Joe Morrison

Personal information
- Full name: Joseph Grant Morrison
- Born: 4 October 2001 (age 24) Christchurch, New Zealand

Sport
- Sport: Field hockey
- Position: Midfield

Senior career
- Years: Team / Caps / Goals
- –: Canterbury / - / -

National team
- Years: Team / Caps / Goals
- 2023–: New Zealand / 19 / (1)

Medal record
Men's field hockey
Representing New Zealand
Oceania Cup
| Silver medal – second place | 2025 Darwin | Team |
FIH Olympic Qualifiers
| Bronze medal – third place | 2024 Muscat | Team |

= Joe Morrison (field hockey) =

New Zealand field hockey player

Joseph Grant Morrison (born 4 October 2001) is a field hockey player from New Zealand.

==Life==
Morrison was born in Christchurch, New Zealand, on 4 October 2001. His younger brother, Charlie, is also a member of the Black Sticks squad.

==Field hockey==
===Domestic league===
In the Ford National Hockey Championship, Morrison represents Canterbury.

===Black Sticks===
Morrison was first called into the Black Sticks squad in 2022. He made his debut that year during the Trans–Tasman Series in Auckland.

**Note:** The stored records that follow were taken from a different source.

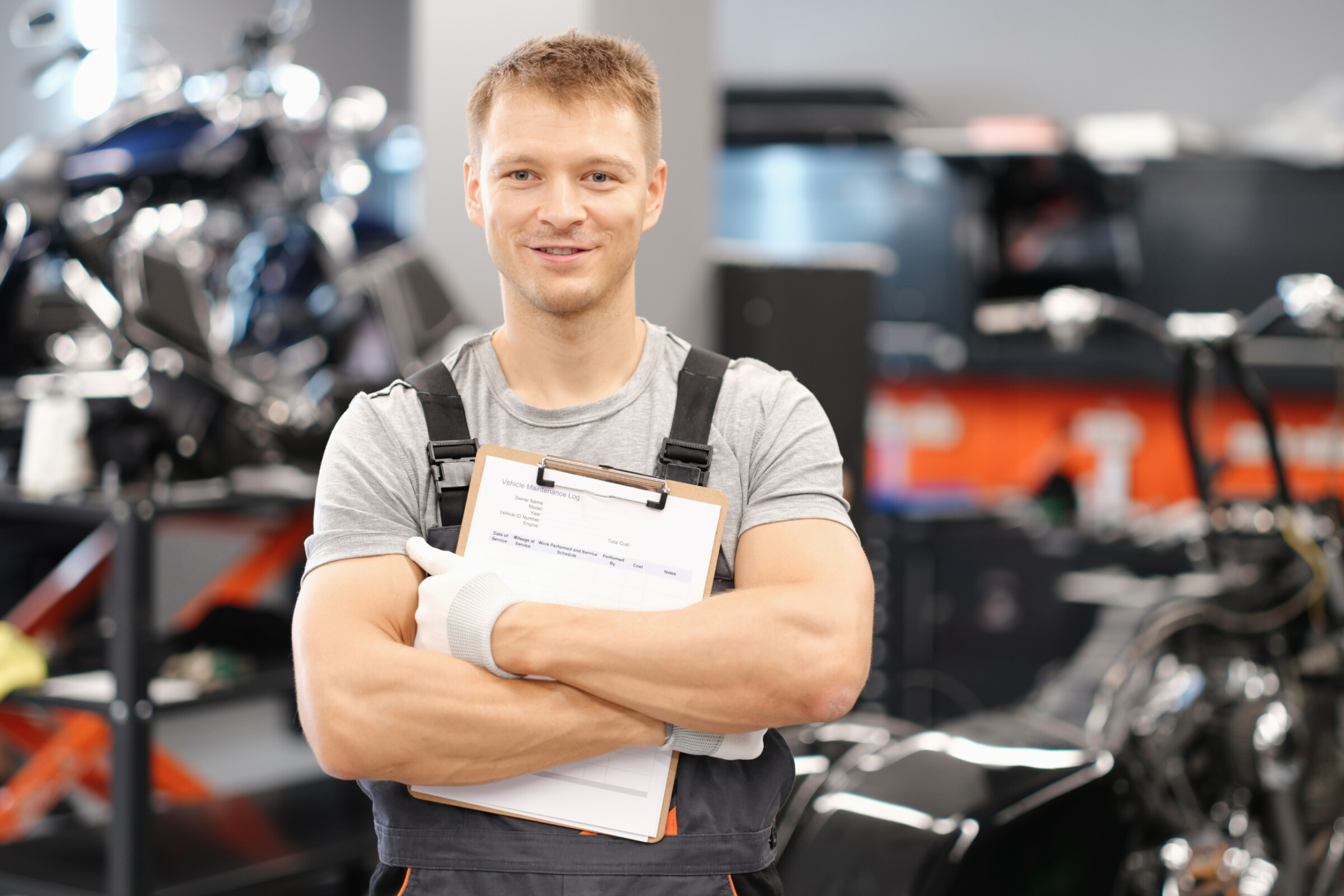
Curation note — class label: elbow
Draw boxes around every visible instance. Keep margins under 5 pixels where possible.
[804,676,867,721]
[797,651,868,721]
[298,698,384,781]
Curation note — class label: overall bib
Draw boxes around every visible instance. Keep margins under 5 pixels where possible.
[360,348,793,896]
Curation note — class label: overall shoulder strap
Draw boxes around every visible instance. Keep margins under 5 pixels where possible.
[659,347,729,485]
[406,363,477,526]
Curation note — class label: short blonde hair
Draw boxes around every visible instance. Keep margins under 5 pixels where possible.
[466,28,662,166]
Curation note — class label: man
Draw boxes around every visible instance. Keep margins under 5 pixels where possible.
[295,31,872,896]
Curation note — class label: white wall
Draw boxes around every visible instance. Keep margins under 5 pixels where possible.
[411,0,718,344]
[716,0,1344,128]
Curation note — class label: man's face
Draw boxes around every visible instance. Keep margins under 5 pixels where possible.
[464,91,666,314]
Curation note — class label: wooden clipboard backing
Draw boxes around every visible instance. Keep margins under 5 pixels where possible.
[406,445,729,843]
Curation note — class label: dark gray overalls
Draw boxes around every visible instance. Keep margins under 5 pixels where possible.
[360,348,793,896]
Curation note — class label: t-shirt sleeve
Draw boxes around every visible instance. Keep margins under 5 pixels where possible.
[742,375,853,532]
[304,395,422,575]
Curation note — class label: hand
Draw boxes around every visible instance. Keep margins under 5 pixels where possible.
[662,724,766,759]
[406,538,523,678]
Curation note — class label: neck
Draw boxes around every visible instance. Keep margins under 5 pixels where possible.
[491,278,646,407]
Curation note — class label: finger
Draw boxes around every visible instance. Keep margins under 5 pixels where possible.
[406,536,463,575]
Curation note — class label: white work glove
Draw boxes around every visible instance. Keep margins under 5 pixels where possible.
[662,723,766,759]
[406,538,523,678]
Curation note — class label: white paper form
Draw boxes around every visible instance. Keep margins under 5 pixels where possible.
[411,457,719,841]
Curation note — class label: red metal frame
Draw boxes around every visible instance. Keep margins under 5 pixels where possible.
[0,506,313,843]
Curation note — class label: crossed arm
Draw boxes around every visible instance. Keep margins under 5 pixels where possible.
[295,520,872,785]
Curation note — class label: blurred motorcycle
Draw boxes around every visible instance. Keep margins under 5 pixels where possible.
[778,281,1344,896]
[0,0,463,497]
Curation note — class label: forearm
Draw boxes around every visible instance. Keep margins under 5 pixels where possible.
[492,584,872,732]
[492,520,872,734]
[295,556,664,785]
[298,631,662,785]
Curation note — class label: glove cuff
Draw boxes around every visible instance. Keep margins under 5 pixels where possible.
[664,723,725,757]
[447,572,523,678]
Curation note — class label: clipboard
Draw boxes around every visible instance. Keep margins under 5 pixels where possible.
[407,445,729,843]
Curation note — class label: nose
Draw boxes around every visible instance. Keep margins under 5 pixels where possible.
[538,178,587,230]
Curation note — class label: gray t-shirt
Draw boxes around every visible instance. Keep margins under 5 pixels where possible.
[305,324,853,575]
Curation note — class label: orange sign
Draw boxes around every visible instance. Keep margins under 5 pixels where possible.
[867,377,1344,508]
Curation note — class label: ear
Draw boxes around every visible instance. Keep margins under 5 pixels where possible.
[463,156,485,227]
[644,158,668,230]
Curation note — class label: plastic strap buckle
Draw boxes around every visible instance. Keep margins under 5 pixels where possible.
[659,437,713,485]
[424,439,480,492]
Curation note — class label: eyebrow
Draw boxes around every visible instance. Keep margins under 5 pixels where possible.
[491,156,636,175]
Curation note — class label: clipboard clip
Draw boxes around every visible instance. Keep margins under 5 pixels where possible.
[536,455,668,511]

He went on to make further appearances that year, during a test series against the Netherlands in Eindhoven, as well as season four of the FIH Pro League.

In 2023 he was a member of the squad at the FIH World Cup in Bhubaneswar and Rourkela.

He competed at the 2024 FIH Olympic Qualifiers in Muscat, winning a bronze medal.